Steph Catley during an Arsenal training session in July.
Steph Catley during an Arsenal training session in July. Photograph: David Price/Arsenal FC/Getty Images

A certain trend continues to grow. Williams and Catley follow their new teammate Caitlin Foord and Sam Kerr at Chelsea as high-profile Australians to arrive in the capital over the past year. The decision to compete in the WSL touches on multiple themes, starting with the effect that last year’s World Cup had on how they see their own careers.

“There was a real shift in the teams that we were coming up against and the way that the Europeans were playing,” says Catley. “They were very smart, very technical and very tactical. There were teams that we didn’t expect much from that had jumped levels. It was a big eye-opener for us – that’s where we need to be if we want to be developing and adding things to our game that we didn’t already have from playing in America.”

One of the curiosities of Australian football is that its top players often compete in the National Women’s Soccer League in theUS before being loaned back to Australian teams during the off-season. It allows them to help their domestic league grow, but there is naturally an inner conflict at play. While they desperately want to help out at home, competing all year round comes at a significant cost.

“It’s pretty brutal,” says Catley. “Most of our national team has probably been doing it for the last six or seven years. It definitely stacks up and it gives you no chance for a break, no chance to refresh or to have an actual pre-season.”

In some ways then, moving to England is a decision to bet on themselves and to prioritise their own development. “I think it’s where you want to be as a footballer, being able to just focus on one team and put all your effort [into it],” Williams says. “It’s a little thing but be able to unpack your bags and get settled in the place, knowing you don’t have to up and leave after four months or six months? A lot of us have had to do that over the past couple of years and it’s amazing how unsettled you get.”

Lydia Williams (left) and Steph Catley after Melbourne City beat Sydney to win the 2020 W-League grand final in March.
Lydia Williams (left) and Steph Catley after Melbourne City beat Sydney to win the 2020 W-League grand final in March. Photograph: Daniel Pockett/Getty Images


By ensuring that they get the best conditions to improve, they automatically offer the Matildas a better chance of success with the Olympics and a home World Cup on the horizon. “I think a lot of us realise that for ourselves individually but also with the Matildas it was important to get new experiences and also start to really look after our bodies. It helps make sure we get that break so that we can reset and prepare ourselves for a proper season and then hopefully come back stronger and more prepared for the next major tournaments.
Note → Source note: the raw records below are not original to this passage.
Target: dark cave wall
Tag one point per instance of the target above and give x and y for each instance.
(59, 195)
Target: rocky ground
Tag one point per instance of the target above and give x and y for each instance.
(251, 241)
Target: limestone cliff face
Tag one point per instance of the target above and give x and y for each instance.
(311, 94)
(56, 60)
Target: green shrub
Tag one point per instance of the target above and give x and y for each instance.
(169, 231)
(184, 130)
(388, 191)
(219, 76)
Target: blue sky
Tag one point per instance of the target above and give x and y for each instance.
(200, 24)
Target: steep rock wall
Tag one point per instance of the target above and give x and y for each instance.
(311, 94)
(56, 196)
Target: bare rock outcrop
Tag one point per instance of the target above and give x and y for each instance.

The Matildas were ranked as the most popular Australian national sporting team in a survey last year. For many of their current players, the visibility of women’s football is unrecognisable compared to in their youth. Catley grew up playing football with boys around her neighbourhood and it was not until she was given a trial with a girls’ representative team in Victoria aged 11 that she learnt that there was a pathway for herself as a female footballer.

“I actually started crying, bawling my eyes out, because I thought that meant that the boys’ team didn’t want me any more,” she says. “My coach explained to me that it was a very good thing and it could lead to this, this and the Matildas. I had no perception of that being an option before that day.”

Lydia Williams during training session in July.
Lydia Williams during training session in July. Photograph: David Price/Arsenal FC/Getty Images


For Williams, the disconnect was even deeper. She is a sporting icon in her own country having grown up in Kalgoorlie, a small mining town in Western Australia, to an American mother and an Indigenous Australian father. Born into a missionary family, they would spend a month of each year travelling around communities in the bush in order to preach and help poor communities. Williams’s first love was Australian rules football. When her family moved to Canberra, that was not an option at school so she chose the closest sport possible, football, and has never looked back. “It was definitely a unique childhood,” she says. “It’s pretty crazy that’s how I lived for a while.”

This week Williams and Catley hope to try something else new, playing in the Champions League. It is a challenge they seem ready for and PSG should take heed.